The Deployment That Almost Wasn't: A Docker Build Failure Reveals Hidden Complexity

Introduction

In the lifecycle of any complex software system, the moment of deployment is where theory meets reality. Code that compiles cleanly on a developer's workstation, passes all unit tests, and validates against real-world data can still stumble at the final hurdle: producing a deployable binary for the target environment. Message [msg 2306] captures precisely such a moment — a pivotal transition point where the assistant, having just completed and committed a sophisticated unified memory manager for the cuzk GPU proving engine, attempts to build production binaries for deployment to a remote machine. What should have been a routine Docker build instead surfaces a subtle compile error, forcing a reassessment of assumptions about the codebase's readiness for production.

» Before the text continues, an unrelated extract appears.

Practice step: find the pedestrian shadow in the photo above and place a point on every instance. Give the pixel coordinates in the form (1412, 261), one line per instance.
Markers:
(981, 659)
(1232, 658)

This message is the bridge between development and deployment. It contains the assistant's reasoning about how to build the binary, the decision to also build a benchmarking companion, and the execution of the Docker build command that reveals an unexpected compilation failure. To understand why this single message matters, we must examine the context that led to it, the decisions encoded in its reasoning, and the consequences that ripple forward into the subsequent debugging session.

The Context: A Memory Manager Ready for Production

The assistant had just completed a major architectural overhaul of cuzk's memory management. The old system relied on a static partition_workers semaphore — a concurrency limit that was fragile, unaware of actual memory consumption, and prone to either underutilizing or overcommitting system resources. The new design introduced a unified MemoryBudget system that tracked all major memory consumers — SRS pinned GPU memory, PCE heap allocations, and synthesis working sets — under a single byte-level budget that could be auto-detected from system RAM or explicitly configured.

The implementation had been validated thoroughly. All 15 unit tests passed (8 memory module tests, 7 config tests). A real-world pce-bench run with 32 GiB PoRep data on a 754 GiB RAM machine successfully extracted a 25.7 GiB PCE and validated correctness across all 10 circuits, each with 130 million constraints. The changes were committed with a descriptive message spanning 9 files, 2,629 insertions, and 592 deletions. Two new files were created: memory.rs (the core budget implementation) and cuzk-memory-manager.md (the design specification).

The user's instruction was clear: commit the changes, test on the remote machine 141.0.85.211 (which runs Curio and cuzk), upload the new binary, and verify that memory constraints work correctly. The assistant had already investigated the remote environment: a 755 GiB RAM machine with an RTX 5090 (32 GiB VRAM), 64 cores, running Curio (cordoned) but no active cuzk daemon. The existing config at /tmp/cuzk-run-config.toml still used the deprecated preload and partition_workers fields, confirming that the remote machine was running an older version of cuzk that predated the memory manager changes.

The Reasoning Process: A Window Into Decision-Making

The assistant's reasoning in [msg 2306] reveals a careful, multi-step decision process. It begins by noting the existence of a cuzk-rebuild:latest Docker image that matches the pattern established by Dockerfile.cuzk-rebuild. This is significant because it shows the assistant is aware of the existing build infrastructure and wants to reuse it rather than reinventing the wheel.

The reasoning then pivots to a critical question: should it also build the bench binary? The assistant examines the Dockerfile and finds it only builds cuzk-daemon. It checks what's on the remote machine and confirms that both cuzk (the daemon) and cuzk-bench (the benchmarking tool) are present at /usr/local/bin/. This observation triggers a reconsideration: if the goal is to test the memory manager with real proofs, having the bench binary available would be valuable for targeted testing without needing the full daemon pipeline.

What follows is a brief internal debate, visible in the reasoning text:

"Actually, let me check - should I also build the bench binary? Looking at the Dockerfile, it only builds cuzk-daemon. Let me also check what's on the remote - they have both cuzk and cuzk-bench binaries."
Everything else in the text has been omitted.